Search code examples
phphtmlregexoptimizationlookbehind

Regex has problems with poitive lookbehind


I am currently trying to create a regex that strips unecessary quotation marks from HTML tags. The regex will be used in PHP code.

<input type="image" src="/flags/en.png" alt="English" title="English" name="en" class="screen selected" />

converts to

<input type=image src="/flags/en.png" alt=English title=English name=en class="screen selected" />

I have come up with this regex and replacement:

/(?<=<(?:[^>]+?\s)?)([\w-]+=)"([\w-]+)"(?=(?:\s[^>]+)?>)/g
$1$2

The problem is that the positive lookbehind does not allow quantifiers (See http://regex101.com/ as a reference.).

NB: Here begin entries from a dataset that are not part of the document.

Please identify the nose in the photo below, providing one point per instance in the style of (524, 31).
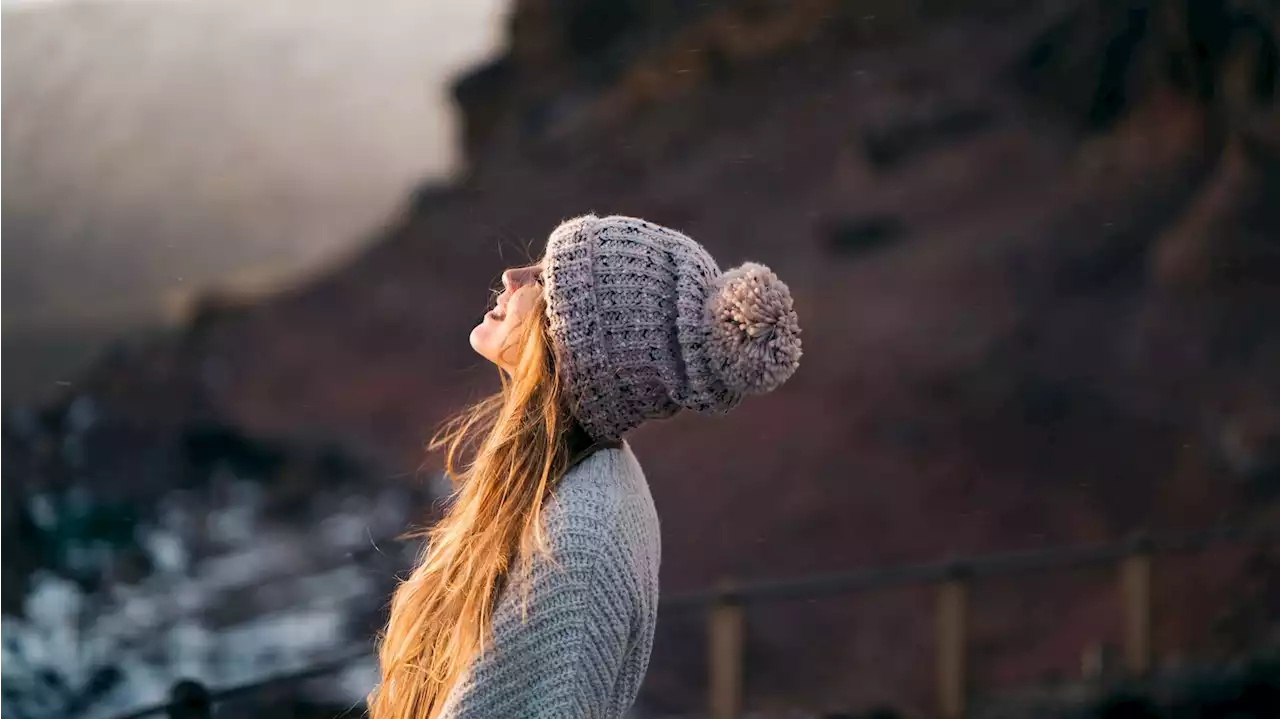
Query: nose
(517, 278)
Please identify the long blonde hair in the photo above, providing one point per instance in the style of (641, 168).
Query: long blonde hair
(503, 456)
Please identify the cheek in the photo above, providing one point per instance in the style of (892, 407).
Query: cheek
(488, 337)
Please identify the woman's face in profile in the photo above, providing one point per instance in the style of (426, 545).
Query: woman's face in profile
(494, 337)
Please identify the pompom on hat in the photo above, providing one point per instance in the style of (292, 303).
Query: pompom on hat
(645, 324)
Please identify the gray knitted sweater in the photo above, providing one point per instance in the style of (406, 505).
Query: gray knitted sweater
(580, 646)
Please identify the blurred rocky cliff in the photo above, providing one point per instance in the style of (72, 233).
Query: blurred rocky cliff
(1031, 243)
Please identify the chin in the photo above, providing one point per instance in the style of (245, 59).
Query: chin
(480, 342)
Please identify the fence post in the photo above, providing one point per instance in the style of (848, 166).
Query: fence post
(190, 700)
(725, 642)
(1136, 595)
(951, 644)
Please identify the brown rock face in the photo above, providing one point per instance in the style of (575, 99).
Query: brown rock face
(995, 357)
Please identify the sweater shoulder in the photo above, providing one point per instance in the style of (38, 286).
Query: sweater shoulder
(602, 502)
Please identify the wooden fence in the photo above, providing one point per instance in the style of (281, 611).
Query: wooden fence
(727, 604)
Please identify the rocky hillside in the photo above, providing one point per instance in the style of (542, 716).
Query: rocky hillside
(1031, 248)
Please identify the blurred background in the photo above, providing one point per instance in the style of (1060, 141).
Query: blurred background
(1029, 467)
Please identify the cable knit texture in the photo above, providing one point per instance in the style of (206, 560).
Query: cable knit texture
(577, 644)
(645, 324)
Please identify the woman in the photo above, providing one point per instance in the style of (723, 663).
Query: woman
(538, 594)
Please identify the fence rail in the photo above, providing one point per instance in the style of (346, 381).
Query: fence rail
(726, 616)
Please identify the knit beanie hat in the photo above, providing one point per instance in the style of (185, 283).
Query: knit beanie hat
(644, 324)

So I thought I modify the pattern a little bit like this:

/(<(?:[^>]+?\s)?)([\w-]+=)"([\w-]+)"((?:\s[^>]+)?>)/g
$1$2$3$4

Now it's valid but it only strips one set of quotes from each tag.

How do I acomplish this?


Solution

  • Try the following:

    $pattern = '/(<(?:[^>]+?\s)?)([\w-]+=)"([\w-]+)"((?:\s[^>]+)?>)/';
    $replacement = '$1$2$3$4';
    $subject = '<input type="image" src="/flags/en.png" alt="English" title="English" name="en" class="screen selected" />';
    
    while(preg_match($pattern, $subject)){
        $subject = preg_replace($pattern, $replacement, $subject);
    }
    var_dump($subject);